Tradycyjnie łaźnia Nowa otwarta jest na debiutantów, to właśnie do młodych będą należały pierwsze trzy premiery sezonu na łaźniowej scenie.
20 września odbędzie się premiera spektaklu „Wyrwa” w reżyserii Barbary Bendyk, studentki reżyserii ASTw Krakowie. W październiku Tadeusz Pyrczak, student Wydziału Reżyserii i Dramaturgii AST w Krakowie, wyreżyseruje spektakl pt. „Szczęśliwy Syzyf”, inspirowany słynnym esejem Alberta Camus’a „Mit Syzyfa", a na grudzień zaplanowana została premiera spektaklu „Giselle, tańcz!" Anny Obszańskiej, absolwentki Wydziału Reżyserii Dramatu AST w Krakowie oraz Wydziału Teatru Tańca w Bytomiu. W końcu stycznia Ewa Galica, absolwentka Akademii Teatralnej w Warszawie, wyreżyseruje spektakl inspirowany postacią kanonizowanej przez Jana Pawła II Faustyny Kowalskiej.

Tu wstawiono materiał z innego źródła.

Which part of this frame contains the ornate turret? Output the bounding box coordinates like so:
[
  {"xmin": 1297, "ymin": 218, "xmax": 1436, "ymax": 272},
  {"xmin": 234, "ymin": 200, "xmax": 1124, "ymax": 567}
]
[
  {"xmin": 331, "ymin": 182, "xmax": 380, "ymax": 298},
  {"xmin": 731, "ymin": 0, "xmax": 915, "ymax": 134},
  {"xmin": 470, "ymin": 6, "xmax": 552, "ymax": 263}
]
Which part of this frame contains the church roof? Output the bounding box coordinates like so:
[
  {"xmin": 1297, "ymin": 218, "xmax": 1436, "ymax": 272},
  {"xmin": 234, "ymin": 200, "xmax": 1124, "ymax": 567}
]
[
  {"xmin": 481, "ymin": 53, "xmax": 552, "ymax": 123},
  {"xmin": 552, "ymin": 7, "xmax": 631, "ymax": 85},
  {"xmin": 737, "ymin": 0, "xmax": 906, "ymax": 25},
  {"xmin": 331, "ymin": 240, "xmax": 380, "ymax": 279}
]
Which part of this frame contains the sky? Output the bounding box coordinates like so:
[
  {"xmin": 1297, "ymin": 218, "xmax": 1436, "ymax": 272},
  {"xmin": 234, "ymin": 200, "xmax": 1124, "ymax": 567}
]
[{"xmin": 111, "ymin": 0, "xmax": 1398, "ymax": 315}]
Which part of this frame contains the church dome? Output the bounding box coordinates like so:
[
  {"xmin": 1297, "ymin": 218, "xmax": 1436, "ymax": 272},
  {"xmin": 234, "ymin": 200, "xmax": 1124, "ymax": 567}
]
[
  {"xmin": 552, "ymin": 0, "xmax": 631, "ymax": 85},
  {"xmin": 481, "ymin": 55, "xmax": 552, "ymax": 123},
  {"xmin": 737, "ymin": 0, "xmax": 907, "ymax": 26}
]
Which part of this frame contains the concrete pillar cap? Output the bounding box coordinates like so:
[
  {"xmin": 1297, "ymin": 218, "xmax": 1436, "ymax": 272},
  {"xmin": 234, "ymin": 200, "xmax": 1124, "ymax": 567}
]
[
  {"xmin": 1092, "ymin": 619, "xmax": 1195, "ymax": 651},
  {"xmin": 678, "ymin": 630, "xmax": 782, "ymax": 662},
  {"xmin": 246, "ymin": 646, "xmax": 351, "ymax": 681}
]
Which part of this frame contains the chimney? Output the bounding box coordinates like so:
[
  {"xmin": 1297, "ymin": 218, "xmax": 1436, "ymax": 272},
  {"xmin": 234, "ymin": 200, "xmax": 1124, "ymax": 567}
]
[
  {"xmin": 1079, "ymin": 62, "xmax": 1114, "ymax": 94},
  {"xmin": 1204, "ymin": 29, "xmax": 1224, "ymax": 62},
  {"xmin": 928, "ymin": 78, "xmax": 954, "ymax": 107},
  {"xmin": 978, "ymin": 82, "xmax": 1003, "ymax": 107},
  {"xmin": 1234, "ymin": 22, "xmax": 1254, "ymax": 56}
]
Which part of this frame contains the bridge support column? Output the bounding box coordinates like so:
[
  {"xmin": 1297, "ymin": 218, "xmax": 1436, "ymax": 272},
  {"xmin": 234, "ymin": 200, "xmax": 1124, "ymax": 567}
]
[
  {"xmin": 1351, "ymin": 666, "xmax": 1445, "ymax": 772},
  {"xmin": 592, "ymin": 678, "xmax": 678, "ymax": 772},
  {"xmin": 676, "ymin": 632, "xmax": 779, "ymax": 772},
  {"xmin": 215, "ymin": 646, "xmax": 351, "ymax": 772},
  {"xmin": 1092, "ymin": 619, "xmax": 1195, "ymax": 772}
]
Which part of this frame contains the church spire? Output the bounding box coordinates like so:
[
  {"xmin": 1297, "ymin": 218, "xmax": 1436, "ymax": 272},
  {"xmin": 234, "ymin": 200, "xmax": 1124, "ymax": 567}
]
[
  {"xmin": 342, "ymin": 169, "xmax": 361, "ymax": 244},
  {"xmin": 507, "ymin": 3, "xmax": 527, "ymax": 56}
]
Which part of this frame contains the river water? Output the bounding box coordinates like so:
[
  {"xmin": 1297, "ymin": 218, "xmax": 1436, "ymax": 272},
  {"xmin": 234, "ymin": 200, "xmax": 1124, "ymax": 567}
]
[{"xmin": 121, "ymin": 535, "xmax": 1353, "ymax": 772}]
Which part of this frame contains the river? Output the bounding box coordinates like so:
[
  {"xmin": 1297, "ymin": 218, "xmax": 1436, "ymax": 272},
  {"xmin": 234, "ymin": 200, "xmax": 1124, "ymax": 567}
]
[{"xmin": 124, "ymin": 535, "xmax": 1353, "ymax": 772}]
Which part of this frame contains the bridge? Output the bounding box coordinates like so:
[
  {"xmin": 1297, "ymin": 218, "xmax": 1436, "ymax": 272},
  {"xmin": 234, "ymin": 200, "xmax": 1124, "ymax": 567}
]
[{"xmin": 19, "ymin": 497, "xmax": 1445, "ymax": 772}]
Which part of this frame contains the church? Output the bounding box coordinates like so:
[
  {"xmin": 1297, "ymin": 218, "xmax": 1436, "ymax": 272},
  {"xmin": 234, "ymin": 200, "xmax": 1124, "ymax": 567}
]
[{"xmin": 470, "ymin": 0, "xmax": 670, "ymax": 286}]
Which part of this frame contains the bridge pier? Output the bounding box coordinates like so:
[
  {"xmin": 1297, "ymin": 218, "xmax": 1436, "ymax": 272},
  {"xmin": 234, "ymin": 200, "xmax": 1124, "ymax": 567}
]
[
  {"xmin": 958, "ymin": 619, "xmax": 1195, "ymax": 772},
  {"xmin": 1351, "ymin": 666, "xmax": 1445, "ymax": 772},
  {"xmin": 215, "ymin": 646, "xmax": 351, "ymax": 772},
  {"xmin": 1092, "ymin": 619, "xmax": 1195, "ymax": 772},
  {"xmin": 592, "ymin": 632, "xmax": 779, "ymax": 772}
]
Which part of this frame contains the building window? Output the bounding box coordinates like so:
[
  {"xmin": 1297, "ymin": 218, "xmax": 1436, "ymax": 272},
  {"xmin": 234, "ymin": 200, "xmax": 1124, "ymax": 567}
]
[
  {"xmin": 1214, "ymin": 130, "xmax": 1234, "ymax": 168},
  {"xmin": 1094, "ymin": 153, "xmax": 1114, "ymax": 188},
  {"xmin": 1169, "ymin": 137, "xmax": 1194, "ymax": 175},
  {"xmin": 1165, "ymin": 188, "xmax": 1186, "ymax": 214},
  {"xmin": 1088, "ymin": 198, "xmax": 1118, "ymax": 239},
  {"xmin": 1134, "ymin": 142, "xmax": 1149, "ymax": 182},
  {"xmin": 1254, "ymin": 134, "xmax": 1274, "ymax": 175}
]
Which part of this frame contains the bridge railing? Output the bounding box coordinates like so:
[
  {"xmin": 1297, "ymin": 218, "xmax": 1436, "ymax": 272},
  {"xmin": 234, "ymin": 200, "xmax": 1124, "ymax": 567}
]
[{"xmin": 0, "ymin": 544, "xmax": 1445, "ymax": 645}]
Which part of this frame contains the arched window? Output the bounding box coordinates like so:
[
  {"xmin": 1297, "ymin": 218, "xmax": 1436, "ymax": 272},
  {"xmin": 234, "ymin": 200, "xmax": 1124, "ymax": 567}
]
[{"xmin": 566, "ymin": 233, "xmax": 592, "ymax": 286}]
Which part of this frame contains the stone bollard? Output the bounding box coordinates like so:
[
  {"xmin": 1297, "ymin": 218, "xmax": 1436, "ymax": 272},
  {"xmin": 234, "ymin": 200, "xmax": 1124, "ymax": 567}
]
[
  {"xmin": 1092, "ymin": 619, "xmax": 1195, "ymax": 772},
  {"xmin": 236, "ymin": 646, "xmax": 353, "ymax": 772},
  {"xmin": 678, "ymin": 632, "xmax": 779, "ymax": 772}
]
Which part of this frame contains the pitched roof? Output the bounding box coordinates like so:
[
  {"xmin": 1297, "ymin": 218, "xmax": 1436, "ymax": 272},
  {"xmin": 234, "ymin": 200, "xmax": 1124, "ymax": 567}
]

Nowohucka scena będzie gościć także twórców zagranicznych: chilijskiego reżysera Luisa Guell Soto ze spektaklem „Ostatnia Nadzieja” i „Haribo Kimchi”, wyreżyserowane przez pochodzącego z Korei Południowej Jaha Koo.
Podczas jubileuszowego sezonu w repertuarze Łaźni nie mogło również zabraknąć mocnego, nowohuckiego akcentu. Jeszcze tej jesieni zobaczymy na łaźniowej scenie spektakl „Nurt” opowiadający historię pierwszego, nowohuckiego Teatru Nurt, założonego w 1952 r. przez Jana Kurczaba.